Из ненависти? Хотел бы я знать. Она посылала пергамент Туке, чтобы той стало больно? Никаких эмоций. Ее лицо было мертвым.

— Как ты думаешь, Демодок, до какой степени все это — вымысел? — спросила она. Я, должно быть, выглядел ошарашенным, потому что она тут же сказала: — Неважно, не думай об этом. Стать карикатурой в бессмысленной и запутанной лжи — это еще не самое худшее.

— Но это все так серьезно, — сказал я. — Он писал, словно его что-то гнало вперед.

— Тогда, значит, я лгу? — спросила она и улыбнулась.

Я подумал над этим и ощутил прилив гнева.

— Я полагаю, что на самом деле он никого не любил, кроме себя.

— Ерунда. Он любил нас всех — и хотел нас всех. Даже тебя, Верхогляд. Иначе ничто бы не подгоняло его придумывать нас.

Она повернулась и слегка наклонила голову. Затем сказала скрипучим голосом без всякого выражения:

— Возьми это. Туке они понадобятся. — И сразу же: — Иди. Иди спать. Когда мы будем готовы незаметно переправить тебя, мы тебя разбудим. — Ее правая рука потянулась к гробу, и хотя пальцы дрожали, у меня было ощущение, что она не искала опоры. — Спасибо тебе за все, — сказала она. — Спокойной ночи.

Взяв свитки, я вышел и закрыл за собой дверь. Улегшись, я заплакал, сердито и преднамеренно, сознавая, что плачу сознательно.

Мы вышли за несколько часов до рассвета. Среди тех четверых, которые проводили меня до реки и посадили в лодку, светловолосой девушки не было.

33

Агатон (последняя запись)

Солнечный свет, чужая постель. Незнакомая комната.

Кто-то рассказал мне странную историю, а возможно, она мне приснилась.

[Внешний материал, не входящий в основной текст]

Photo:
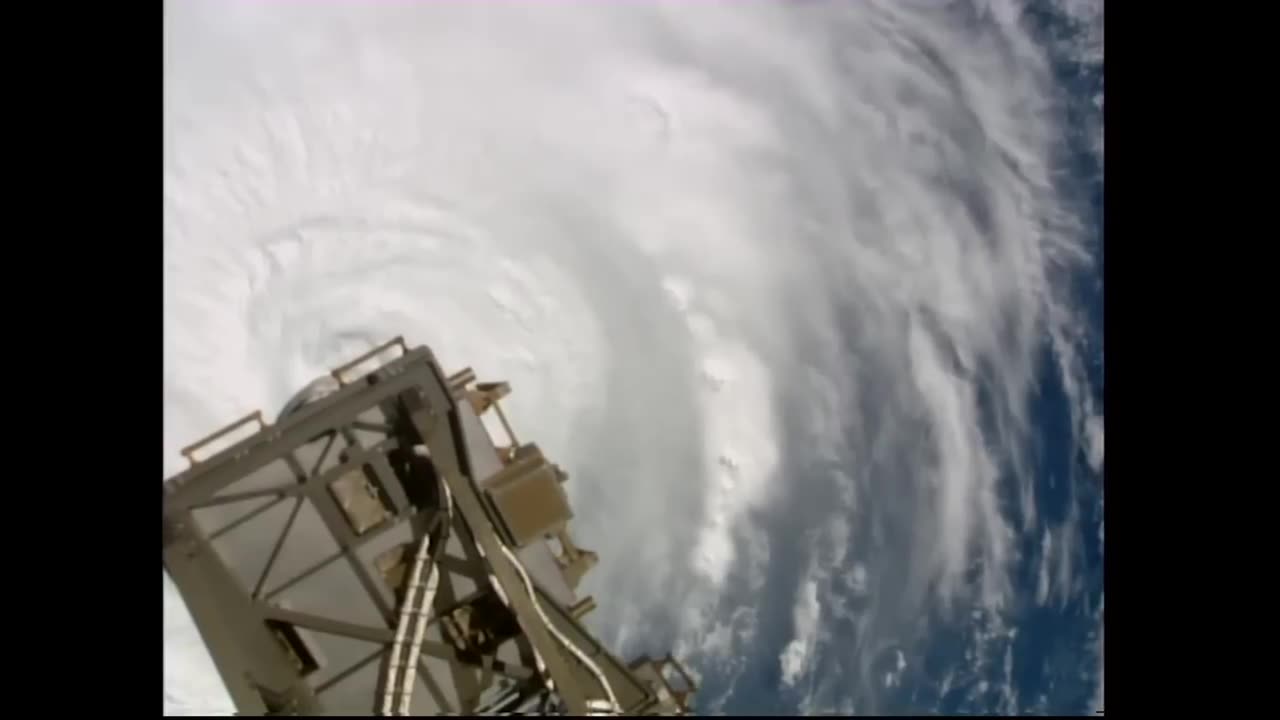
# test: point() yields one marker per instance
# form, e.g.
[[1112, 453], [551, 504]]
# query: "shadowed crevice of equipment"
[[376, 552]]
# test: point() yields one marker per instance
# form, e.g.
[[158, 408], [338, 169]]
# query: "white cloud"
[[668, 226], [804, 616]]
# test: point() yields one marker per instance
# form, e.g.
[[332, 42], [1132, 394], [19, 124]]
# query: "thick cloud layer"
[[772, 281]]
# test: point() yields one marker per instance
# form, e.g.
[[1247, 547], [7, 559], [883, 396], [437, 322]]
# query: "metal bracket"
[[188, 452], [398, 340]]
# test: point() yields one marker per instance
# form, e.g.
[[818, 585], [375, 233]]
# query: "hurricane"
[[805, 296]]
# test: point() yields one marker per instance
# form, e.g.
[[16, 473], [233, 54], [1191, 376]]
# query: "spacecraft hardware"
[[375, 552]]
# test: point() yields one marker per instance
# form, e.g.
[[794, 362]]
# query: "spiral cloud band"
[[773, 281]]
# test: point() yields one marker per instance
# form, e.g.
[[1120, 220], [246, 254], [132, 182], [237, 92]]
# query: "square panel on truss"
[[356, 492], [530, 504]]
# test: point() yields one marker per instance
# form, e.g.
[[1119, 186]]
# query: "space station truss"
[[376, 552]]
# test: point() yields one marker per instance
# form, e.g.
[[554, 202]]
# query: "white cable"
[[416, 614], [615, 707]]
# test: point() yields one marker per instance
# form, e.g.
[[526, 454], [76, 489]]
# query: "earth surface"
[[807, 297]]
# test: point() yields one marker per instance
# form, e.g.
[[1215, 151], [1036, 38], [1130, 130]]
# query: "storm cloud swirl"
[[776, 282]]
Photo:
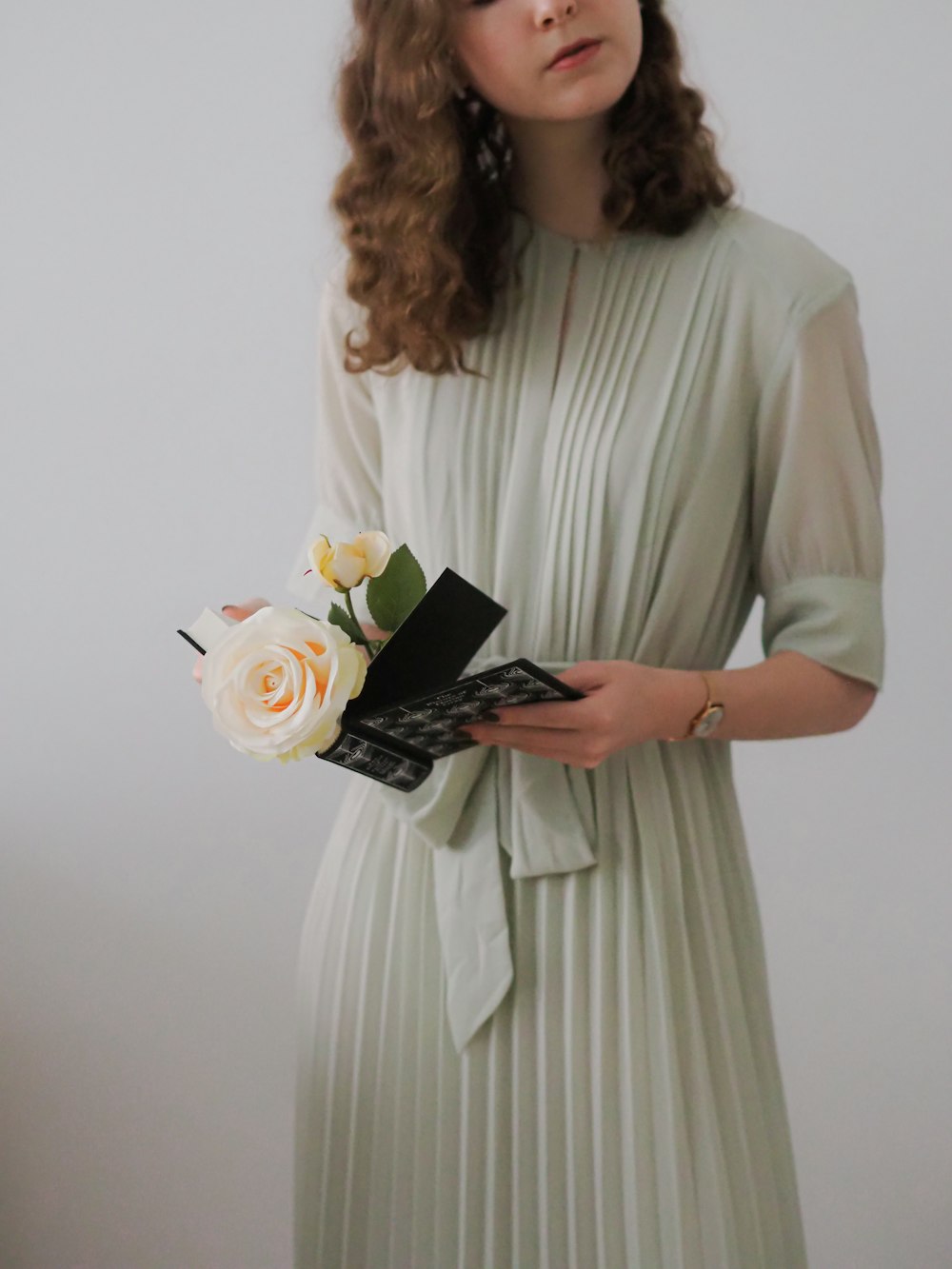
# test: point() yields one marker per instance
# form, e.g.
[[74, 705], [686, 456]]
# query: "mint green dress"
[[535, 1023]]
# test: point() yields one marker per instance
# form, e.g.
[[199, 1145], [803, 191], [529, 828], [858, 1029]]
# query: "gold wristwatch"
[[707, 720]]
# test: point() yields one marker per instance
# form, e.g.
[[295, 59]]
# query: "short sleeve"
[[817, 522], [347, 449]]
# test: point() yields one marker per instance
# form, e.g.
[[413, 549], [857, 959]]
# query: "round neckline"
[[566, 239]]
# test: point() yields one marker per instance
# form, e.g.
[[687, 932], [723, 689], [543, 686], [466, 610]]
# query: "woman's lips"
[[577, 58]]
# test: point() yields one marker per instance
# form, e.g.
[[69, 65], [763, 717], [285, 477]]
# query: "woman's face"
[[506, 49]]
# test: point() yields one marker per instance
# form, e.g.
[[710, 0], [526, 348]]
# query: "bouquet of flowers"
[[278, 683]]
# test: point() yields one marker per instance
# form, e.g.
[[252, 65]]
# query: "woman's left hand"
[[625, 704]]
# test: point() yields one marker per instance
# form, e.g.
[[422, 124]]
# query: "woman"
[[535, 1017]]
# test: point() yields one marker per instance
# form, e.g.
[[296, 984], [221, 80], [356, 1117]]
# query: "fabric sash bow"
[[540, 811]]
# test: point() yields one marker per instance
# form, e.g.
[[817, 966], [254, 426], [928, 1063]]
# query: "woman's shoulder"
[[776, 260]]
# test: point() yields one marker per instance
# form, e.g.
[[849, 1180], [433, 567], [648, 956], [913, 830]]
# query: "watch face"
[[710, 721]]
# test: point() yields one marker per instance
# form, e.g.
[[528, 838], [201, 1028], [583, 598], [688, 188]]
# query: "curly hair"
[[425, 201]]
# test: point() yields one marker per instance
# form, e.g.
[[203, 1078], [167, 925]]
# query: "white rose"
[[278, 683], [345, 565]]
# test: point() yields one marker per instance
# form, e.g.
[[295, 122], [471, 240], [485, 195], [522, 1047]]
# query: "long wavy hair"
[[425, 201]]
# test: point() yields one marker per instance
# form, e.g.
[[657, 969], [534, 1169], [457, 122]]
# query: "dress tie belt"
[[540, 811]]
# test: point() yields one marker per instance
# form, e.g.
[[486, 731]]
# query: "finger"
[[585, 675], [240, 612], [541, 713], [548, 746], [520, 738]]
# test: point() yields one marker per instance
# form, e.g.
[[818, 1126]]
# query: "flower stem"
[[367, 643]]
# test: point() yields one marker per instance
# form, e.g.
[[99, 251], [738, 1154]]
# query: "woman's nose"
[[551, 11]]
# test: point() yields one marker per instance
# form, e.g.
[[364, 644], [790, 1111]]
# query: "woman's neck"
[[559, 178]]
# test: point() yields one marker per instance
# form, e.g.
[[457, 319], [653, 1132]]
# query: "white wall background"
[[166, 170]]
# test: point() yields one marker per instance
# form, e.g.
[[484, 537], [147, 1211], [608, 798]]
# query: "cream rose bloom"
[[278, 683], [345, 565]]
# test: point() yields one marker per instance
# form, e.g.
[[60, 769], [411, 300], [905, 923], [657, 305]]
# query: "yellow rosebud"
[[346, 565]]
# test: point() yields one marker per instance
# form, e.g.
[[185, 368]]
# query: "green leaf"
[[399, 589], [341, 617]]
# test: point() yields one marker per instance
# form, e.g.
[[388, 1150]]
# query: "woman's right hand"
[[239, 612]]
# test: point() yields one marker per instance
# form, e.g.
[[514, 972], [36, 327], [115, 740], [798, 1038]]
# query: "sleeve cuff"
[[834, 621]]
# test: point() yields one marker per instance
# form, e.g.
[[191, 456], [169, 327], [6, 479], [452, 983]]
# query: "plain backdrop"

Молния ударила в гробницу Ликурга и расколола ее пополам. Может быть, я и сам это видел. Во всяком случае, образ необычайно отчетлив. Мой взгляд устремлен через долину на склон холма, где среди полумертвых деревьев теснятся скромные гробницы, а выше расположена гробница побольше, и над входом в нее высечено имя: ЛИКУРГ. Ночь, но от лунного света светло как днем. И ветер какой-то необычный, не сильный, но странно навязчивый, будто это и не ветер вовсе, а некое живое и чувствующее существо, может быть, само Время. Гробница Ликурга находится на самой вершине холма, она отделена от всего низкой оградой и еще чем-то — неким сурово-пренебрежительным величием, отталкивающим деревья, колеблемую ветром траву и гробницы внизу. Она стоит на холме, неприступная, словно крепость. Но вот над ней сгущаются огромные черные тучи, которые громоздятся, точно горы, вздымающиеся из морской пучины, чтобы поглотить небеса, и все вокруг сочувственно мрачнеет: трава, деревья, ограды, холм и небеса — они сливаются воедино и устремляются к Ликурговой гробнице. Внезапная вспышка — жуткий трезубец молнии — на миг озаряет все белым светом, затем — темнота, удар и оглушительный треск, будто не гробница, а весь мир раскалывается на части. Когда мои глаза привыкают к полумраку, я вижу неподвижные обломки гробницы под дождем, похожие на обугленный скелет лошади, сгоревшей заживо.